Given that the corporate documents were not linked directly to Foresight, there is no reason they should be concerned with ‘complex systems’. Yet the

complexity discourse was adopted by different stakeholders to serve different purposes. When used in the industry reports, the food system-health

complexity discourse served to deflect responsibility from the authors of the reports, or certainly to obfuscate where it lies; also to deflect from diet onto other behaviours, such as physical activity. The Tesco report did not use the actual word ‘complex’ at all; the PepsiCo health report mentioned it once, to say:

The public health debate and particularly the role of food and drink businesses in improving public health is complex and wide-ranging.

(PHU p13).

The FDF document mentioned complexity, both in its introduction and in two of the case studies, e.g. Coca Cola’s view:

Public health challenges like obesity are so complex that all of us – individuals, communities, businesses and Government – must work together. Coca Cola case study (FDF p10)

While such references to complexity were reasonable, their use here implicitly depreciated the relative responsibility of these food companies in the problem of diet-related ill-health by dispersing it, and in effect excused in advance

inaction or any failure of initiatives purported to improve the population’s diet.

The complexity discourse thereby obliquely contributes to a discourse that puts responsibility onto individuals.

‘Complexity’ was also raised while referring to physical activity initiatives – as in the PepsiCo report and the Coca Cola entry in the FDF document: “Coca-Cola also knows that calorie intake is just part of the equation.” (FDF p10), which deflects attention away from their own products’ role in diet-related health issues, and onto the need for members of the public to take responsibility by being active, an increasingly common practice (Herrick 2009).

4.2.1 Complex or simple?

The descriptions above of “public health” or “the nation’s health” as complex encompass a starkly contradictory discourse to the one in which the diet-obesity/health connection was portrayed as quite simple – one of ‘energy imbalance’, a matter of people eating too much and exercising too little (e.g.

HWHL pvii, HLA p19, PepsiCo p3). Echoing the “eat less move more” motto of Change4Life, this simplicity belied the degree to which personal food choices are influenced by environmental, economic and other structural factors i.e. that diet-related health outcomes are emergent properties of the current food system, over which the general public holds little power. Yet hidden within the calorie imbalance shorthand is “a phenomenon so complex, embedded in culture and economics, and intertwined with conflicts between individual

freedom and societal health that solutions are difficult to envision” (Allen 2012).

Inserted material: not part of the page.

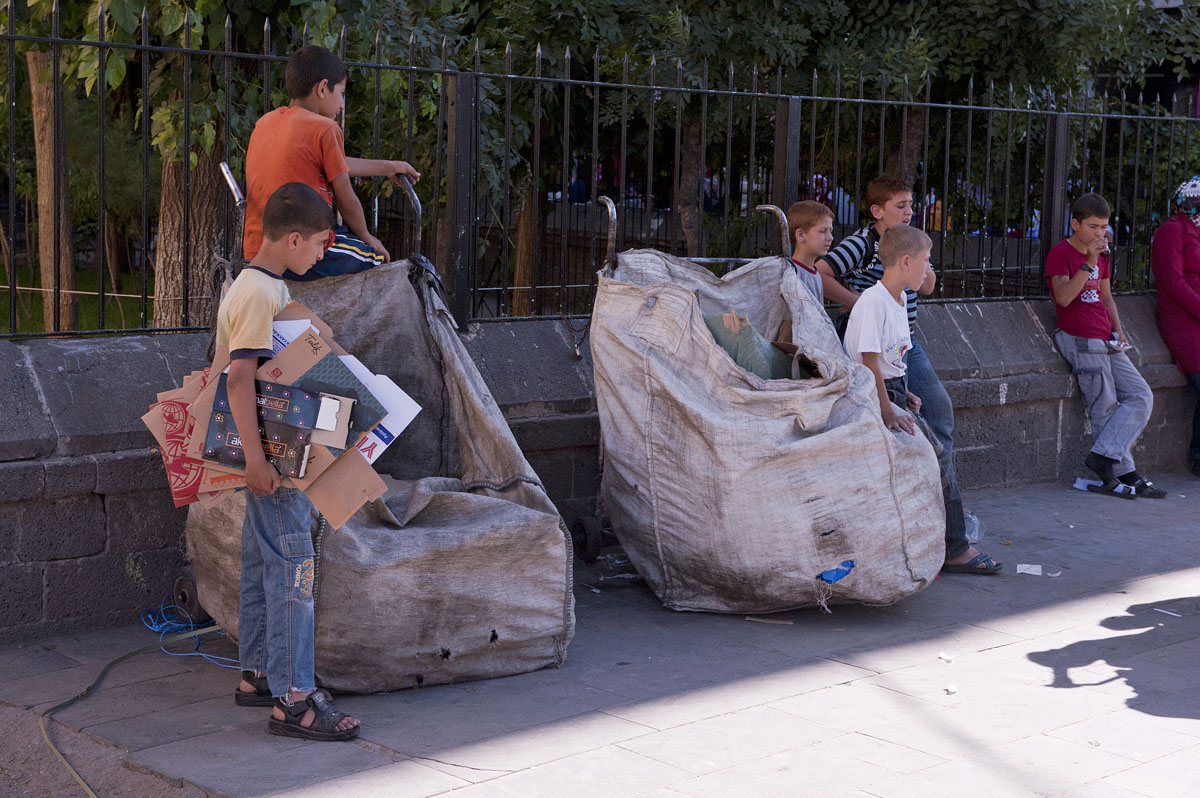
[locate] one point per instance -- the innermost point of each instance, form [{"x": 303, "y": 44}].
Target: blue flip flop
[{"x": 981, "y": 564}]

Although each government acknowledged the complexity of the task facing the population, and the role of the environment in health behaviours, they

continued to refer to energy imbalance (e.g. HLA pp 4, 5, 8, 18, 19, 41). This was not only a reductionist discourse for a public health document but also framed it as a matter for individual responsibility by obscuring the complexity of the contextual antecedents of the energy imbalance. The way the complexity

discourse is constructed resonates with Foucault’s concept of governmentality in that it diffuses power and responsibility throughout the food system, and

“locates regulatory activities at all levels of social institutions” including the self (Lupton 1995; p9).

‘Complexity’ is used not only to deflect attention and responsibility from government and corporations but it also ultimately problematises the discourse of responsibility in the food system. Within this discourse it is possible to

identify key actors and their subject positions that are discursively constructed with expediency throughout the documents and that are each allocated some responsibility: members of the public, the food industry and government. These positions “provide [us] with a way of making sense of [our]selves, [our] motives, experiences and reactions.” (Wetherell 2001). The construction of the

individual’s role in the food system, as portrayed in the documents analysed, is examined in the next section.